Jon said:
In absolute terms, the fastest program is still the OCaml running on my
machine (0.7s) even though my machine is significantly slower than yours.
Also, we've seen benchmark results from several different machines and the
one where Java is slightly faster than OCaml is an outlier. In most cases,
Java is ~2-3x slower, in at least one case it was 5x slower.
Also, you haven't normalized by the load average, which is 1.0 for OCaml but
~1.4 for Java here.
I'm not sure what you mean here, when restricting to one core, both
programs used about 100% and I don't think any other processes(or at
least very few) were scheduled on that core.
Incidentally, I suspect memory bandwidth is the problem on most machines.

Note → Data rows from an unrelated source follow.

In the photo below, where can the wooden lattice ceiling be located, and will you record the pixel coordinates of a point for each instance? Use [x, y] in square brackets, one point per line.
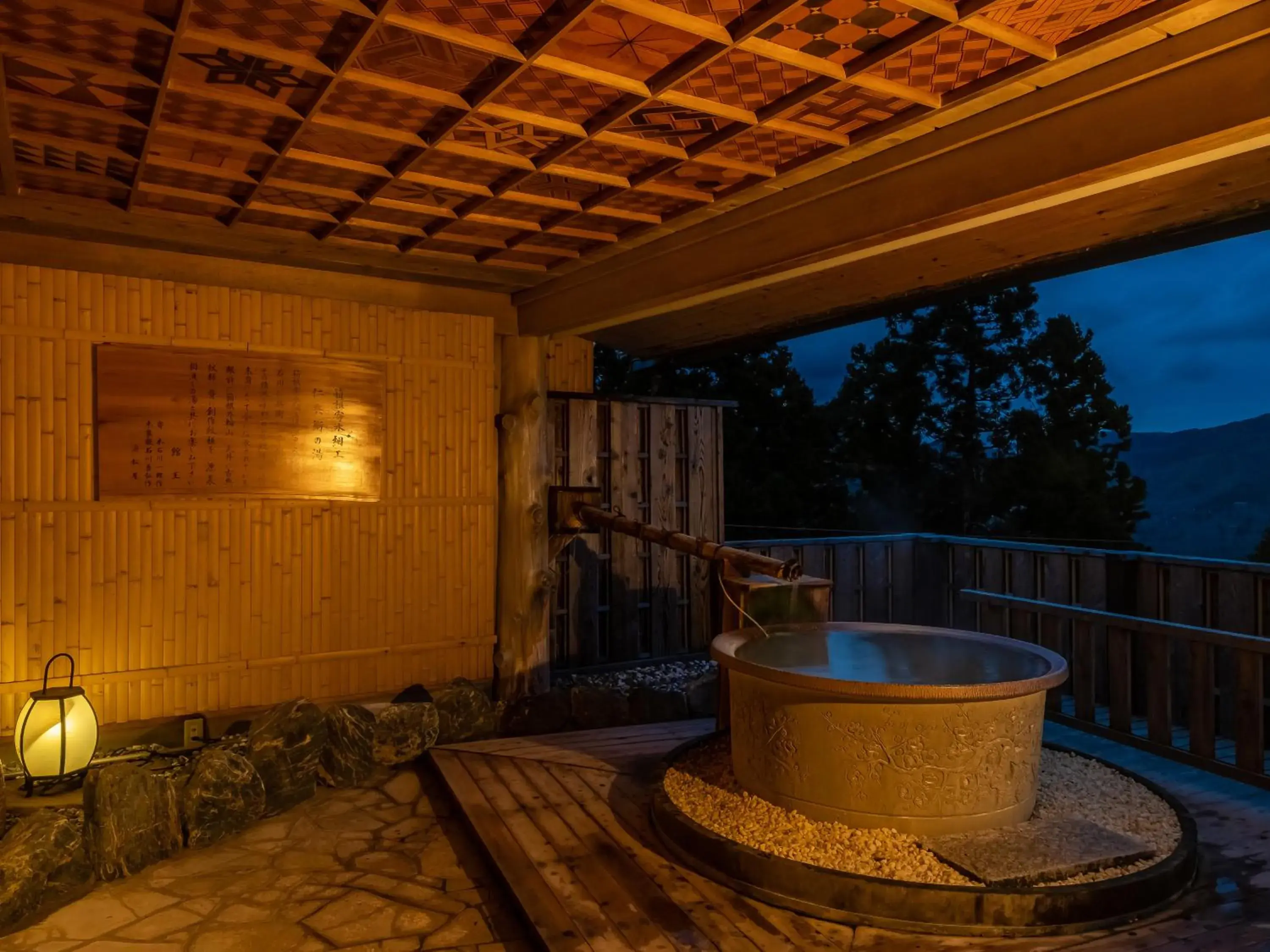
[515, 134]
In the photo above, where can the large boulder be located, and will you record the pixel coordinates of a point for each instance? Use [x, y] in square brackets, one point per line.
[703, 695]
[131, 819]
[538, 714]
[348, 757]
[465, 713]
[596, 707]
[404, 732]
[285, 747]
[44, 851]
[652, 705]
[223, 796]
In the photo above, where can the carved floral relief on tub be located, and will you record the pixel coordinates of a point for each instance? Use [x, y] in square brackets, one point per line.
[962, 761]
[873, 765]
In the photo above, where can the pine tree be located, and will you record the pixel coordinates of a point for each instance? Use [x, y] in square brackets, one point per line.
[1262, 554]
[975, 418]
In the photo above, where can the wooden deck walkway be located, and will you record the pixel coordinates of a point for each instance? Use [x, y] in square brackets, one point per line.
[564, 819]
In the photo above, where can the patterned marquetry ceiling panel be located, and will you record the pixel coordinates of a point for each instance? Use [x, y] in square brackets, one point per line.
[521, 134]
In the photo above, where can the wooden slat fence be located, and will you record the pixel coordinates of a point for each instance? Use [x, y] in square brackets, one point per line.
[1165, 653]
[660, 461]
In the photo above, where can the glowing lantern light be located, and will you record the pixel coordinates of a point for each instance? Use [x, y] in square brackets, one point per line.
[56, 732]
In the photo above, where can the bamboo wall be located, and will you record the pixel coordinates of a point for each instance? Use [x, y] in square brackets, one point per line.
[173, 607]
[660, 461]
[571, 366]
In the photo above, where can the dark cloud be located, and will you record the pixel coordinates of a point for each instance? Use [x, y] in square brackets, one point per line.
[1185, 336]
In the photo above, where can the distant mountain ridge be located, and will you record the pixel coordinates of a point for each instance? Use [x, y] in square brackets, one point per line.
[1208, 490]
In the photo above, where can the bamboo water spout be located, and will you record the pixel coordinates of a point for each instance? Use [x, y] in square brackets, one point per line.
[696, 546]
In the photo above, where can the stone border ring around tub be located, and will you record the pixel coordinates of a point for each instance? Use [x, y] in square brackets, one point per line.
[929, 908]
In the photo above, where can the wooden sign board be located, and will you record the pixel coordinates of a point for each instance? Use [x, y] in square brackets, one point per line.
[215, 423]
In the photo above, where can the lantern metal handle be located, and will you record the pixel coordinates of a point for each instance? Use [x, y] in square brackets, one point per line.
[70, 683]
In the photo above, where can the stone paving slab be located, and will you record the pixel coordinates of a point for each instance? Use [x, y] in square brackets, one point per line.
[353, 870]
[1039, 851]
[384, 867]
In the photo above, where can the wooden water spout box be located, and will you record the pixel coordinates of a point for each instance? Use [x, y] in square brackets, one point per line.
[770, 601]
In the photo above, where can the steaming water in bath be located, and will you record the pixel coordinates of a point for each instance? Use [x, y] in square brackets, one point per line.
[916, 729]
[893, 658]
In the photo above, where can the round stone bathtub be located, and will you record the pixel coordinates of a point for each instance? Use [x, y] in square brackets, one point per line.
[922, 730]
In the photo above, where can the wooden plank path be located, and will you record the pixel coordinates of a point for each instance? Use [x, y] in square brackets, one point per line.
[564, 819]
[566, 823]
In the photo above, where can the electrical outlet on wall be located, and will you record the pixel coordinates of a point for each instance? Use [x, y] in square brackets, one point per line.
[196, 732]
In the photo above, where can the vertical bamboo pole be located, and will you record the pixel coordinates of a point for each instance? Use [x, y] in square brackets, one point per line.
[524, 574]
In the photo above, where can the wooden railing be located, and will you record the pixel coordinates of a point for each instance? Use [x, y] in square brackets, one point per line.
[1165, 653]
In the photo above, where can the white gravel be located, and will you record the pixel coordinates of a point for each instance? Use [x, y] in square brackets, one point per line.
[665, 676]
[705, 789]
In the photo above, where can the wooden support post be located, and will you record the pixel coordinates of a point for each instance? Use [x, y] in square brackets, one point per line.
[525, 574]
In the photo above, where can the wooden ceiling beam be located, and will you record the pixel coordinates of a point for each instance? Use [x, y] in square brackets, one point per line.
[216, 172]
[1042, 150]
[604, 211]
[470, 188]
[676, 19]
[587, 234]
[310, 188]
[116, 74]
[991, 28]
[540, 201]
[389, 226]
[986, 27]
[534, 248]
[228, 97]
[503, 221]
[594, 74]
[187, 193]
[432, 211]
[531, 47]
[102, 9]
[367, 129]
[290, 211]
[417, 91]
[91, 178]
[662, 84]
[353, 7]
[8, 159]
[183, 9]
[73, 145]
[228, 40]
[455, 36]
[97, 113]
[204, 245]
[239, 144]
[338, 162]
[314, 110]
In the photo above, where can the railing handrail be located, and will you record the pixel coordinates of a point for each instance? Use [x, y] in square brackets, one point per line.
[986, 542]
[1127, 622]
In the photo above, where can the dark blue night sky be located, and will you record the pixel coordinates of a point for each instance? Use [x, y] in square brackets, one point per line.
[1185, 336]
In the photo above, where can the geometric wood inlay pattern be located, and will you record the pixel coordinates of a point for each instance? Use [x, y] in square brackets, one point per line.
[520, 135]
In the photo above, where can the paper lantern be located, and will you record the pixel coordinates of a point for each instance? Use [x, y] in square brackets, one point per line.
[56, 732]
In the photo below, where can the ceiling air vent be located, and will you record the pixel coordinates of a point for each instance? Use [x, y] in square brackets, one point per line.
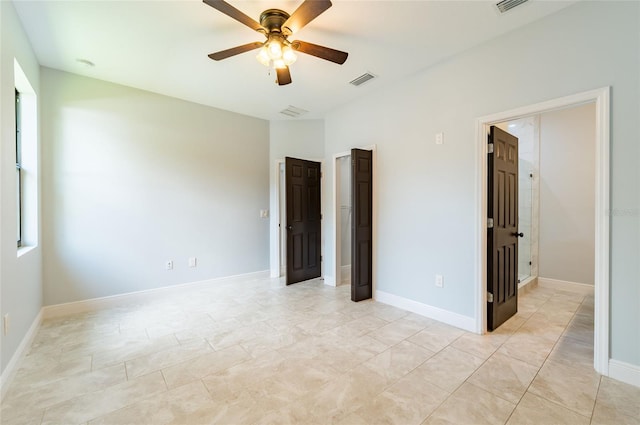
[367, 76]
[293, 111]
[506, 5]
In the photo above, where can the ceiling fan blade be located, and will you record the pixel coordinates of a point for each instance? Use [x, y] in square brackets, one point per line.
[223, 54]
[320, 51]
[227, 9]
[305, 13]
[284, 76]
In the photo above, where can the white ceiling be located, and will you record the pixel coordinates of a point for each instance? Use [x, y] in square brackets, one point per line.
[162, 46]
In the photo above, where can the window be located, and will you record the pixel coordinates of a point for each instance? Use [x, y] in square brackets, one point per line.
[18, 169]
[26, 184]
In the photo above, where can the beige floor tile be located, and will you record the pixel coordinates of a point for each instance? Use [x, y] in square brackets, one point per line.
[437, 336]
[189, 404]
[534, 410]
[529, 348]
[606, 415]
[574, 387]
[201, 366]
[398, 360]
[449, 368]
[472, 405]
[26, 417]
[510, 326]
[482, 346]
[408, 401]
[168, 357]
[504, 377]
[51, 371]
[37, 396]
[132, 350]
[570, 351]
[339, 397]
[98, 403]
[396, 331]
[620, 397]
[360, 326]
[306, 354]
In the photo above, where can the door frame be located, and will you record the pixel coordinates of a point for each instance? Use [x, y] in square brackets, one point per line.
[337, 234]
[601, 98]
[278, 216]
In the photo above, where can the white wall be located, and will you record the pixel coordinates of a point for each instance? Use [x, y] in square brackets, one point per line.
[132, 179]
[20, 277]
[567, 194]
[303, 139]
[425, 192]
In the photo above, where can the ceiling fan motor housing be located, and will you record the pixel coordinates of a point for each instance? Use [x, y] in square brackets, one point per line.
[272, 19]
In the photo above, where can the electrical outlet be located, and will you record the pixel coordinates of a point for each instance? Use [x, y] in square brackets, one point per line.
[5, 324]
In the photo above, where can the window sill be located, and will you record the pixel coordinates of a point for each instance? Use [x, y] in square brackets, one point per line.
[25, 249]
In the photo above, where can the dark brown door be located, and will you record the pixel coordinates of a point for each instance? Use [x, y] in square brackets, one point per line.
[502, 236]
[361, 224]
[302, 179]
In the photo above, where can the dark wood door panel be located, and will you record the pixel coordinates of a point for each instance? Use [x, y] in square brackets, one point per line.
[361, 224]
[302, 181]
[502, 242]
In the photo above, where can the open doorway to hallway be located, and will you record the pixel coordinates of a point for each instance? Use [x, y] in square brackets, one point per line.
[600, 205]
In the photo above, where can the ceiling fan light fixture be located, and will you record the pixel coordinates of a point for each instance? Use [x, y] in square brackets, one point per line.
[263, 56]
[274, 48]
[288, 56]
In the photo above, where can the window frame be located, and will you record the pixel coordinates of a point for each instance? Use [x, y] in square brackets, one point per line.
[18, 168]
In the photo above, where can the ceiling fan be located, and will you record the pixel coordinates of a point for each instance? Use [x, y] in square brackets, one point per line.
[277, 25]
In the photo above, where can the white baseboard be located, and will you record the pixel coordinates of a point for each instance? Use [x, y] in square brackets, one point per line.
[565, 285]
[329, 280]
[444, 316]
[102, 303]
[12, 367]
[345, 275]
[624, 372]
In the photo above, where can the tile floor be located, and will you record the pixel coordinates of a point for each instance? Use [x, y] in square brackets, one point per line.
[257, 352]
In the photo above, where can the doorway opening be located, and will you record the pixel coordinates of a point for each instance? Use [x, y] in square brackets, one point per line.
[600, 98]
[344, 213]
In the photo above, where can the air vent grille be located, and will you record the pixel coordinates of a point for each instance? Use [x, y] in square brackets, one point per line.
[506, 5]
[367, 76]
[293, 111]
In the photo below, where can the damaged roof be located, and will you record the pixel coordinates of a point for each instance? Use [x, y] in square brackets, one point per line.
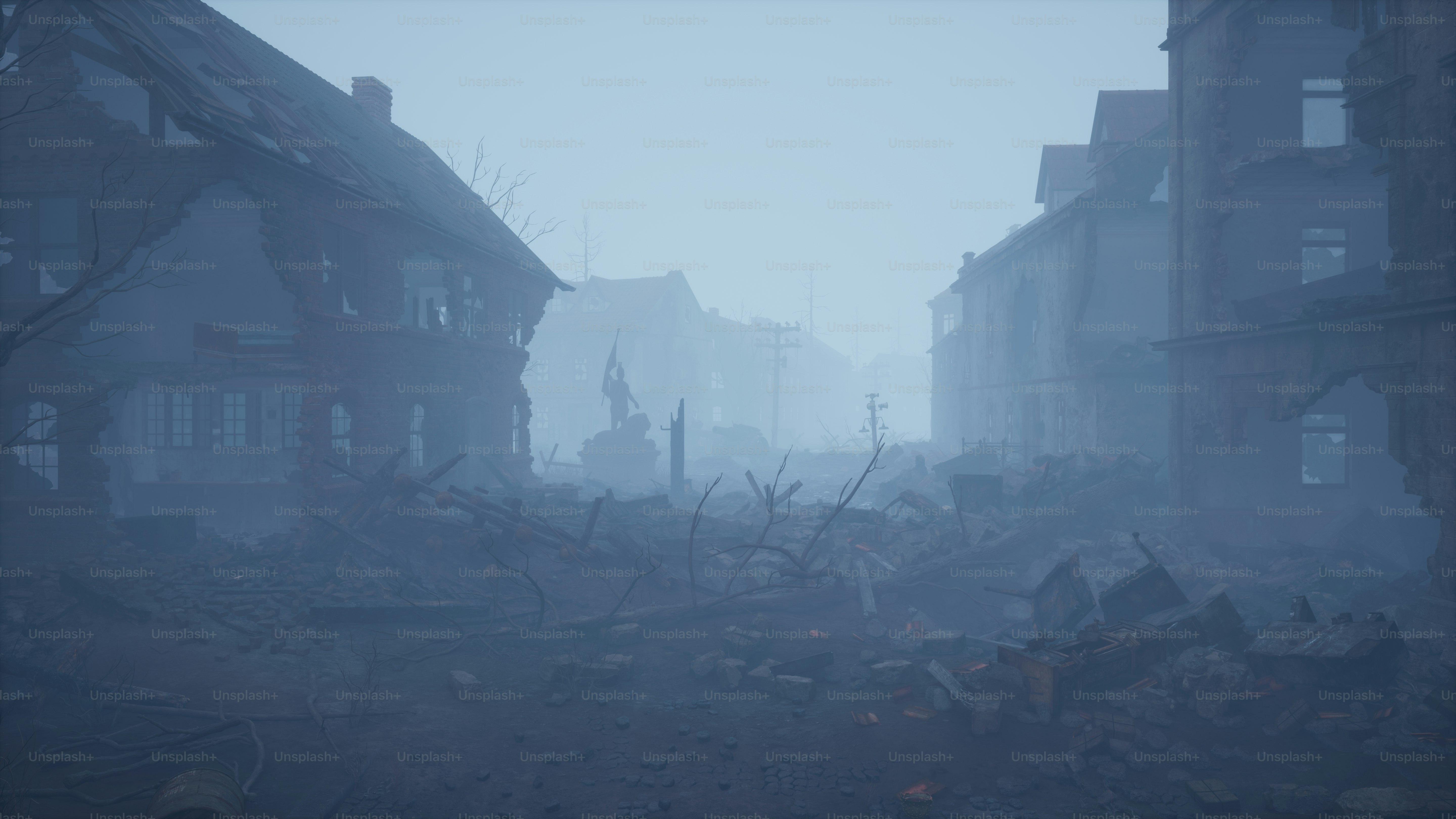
[1063, 168]
[220, 81]
[1343, 642]
[625, 302]
[1123, 116]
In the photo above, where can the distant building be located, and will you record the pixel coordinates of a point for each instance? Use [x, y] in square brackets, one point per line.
[333, 291]
[1049, 352]
[670, 350]
[905, 384]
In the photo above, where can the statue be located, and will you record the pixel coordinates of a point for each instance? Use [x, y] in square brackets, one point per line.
[619, 393]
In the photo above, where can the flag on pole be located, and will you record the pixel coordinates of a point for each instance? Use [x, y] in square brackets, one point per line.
[612, 363]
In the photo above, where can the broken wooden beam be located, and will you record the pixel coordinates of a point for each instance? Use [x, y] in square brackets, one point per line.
[72, 684]
[756, 490]
[592, 525]
[357, 537]
[500, 474]
[867, 595]
[100, 601]
[788, 493]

I
think your machine where Java does comparatively well has extremely high
memory bandwidth. My reason for speculating this is that the Java program
is using 100x as much memory as the OCaml.
The memory bandwidth might be one reason but memory usage was not a
constraint or a measurement point earlier in the discussion. And 100
times the memory? I'm running a longer test with heapsize of 1.5MB, the
JVM as runtime system take a bit of memory. The resident size of the
Java process is 11MB while the size of the Ocaml is 1MB. I'm measuring
the memory use of the Java process, and during the first 10 minutes no
data has survived to the old heap, a few object temporarily survived a
short while in eden while almost everything seems to die within the
nurseries (this is of course expected behavior).
We should try it rather than speculate.
I will try to make a cache for all "Val", since we have so few different
values a simple switch should solve that, and then we might be able to
measure how much time a "Val" would take to create/destroy. The problem
is that the we don't stress the nurseries with "Val" objects, so they
might behave differently.
Also, the improvement in performance noted by Steve that was attributed to
Hotspot seems to be nothing more than GC interactions that periodically
slow the Java code down. I did 1,000 runs of the benchmark and, when the GC
kicks in, the Java code slows down by almost 2x and the load average
increases to 2.0, i.e. Java is maxing out both of my CPUs and is still
several times slower here.
For me GC does not "kick in" at all, I have no full GCs at all (so far).
I have 800 minor GCs a second, but you would have to fine tune the
measuring to be able to see the slowdown while they run.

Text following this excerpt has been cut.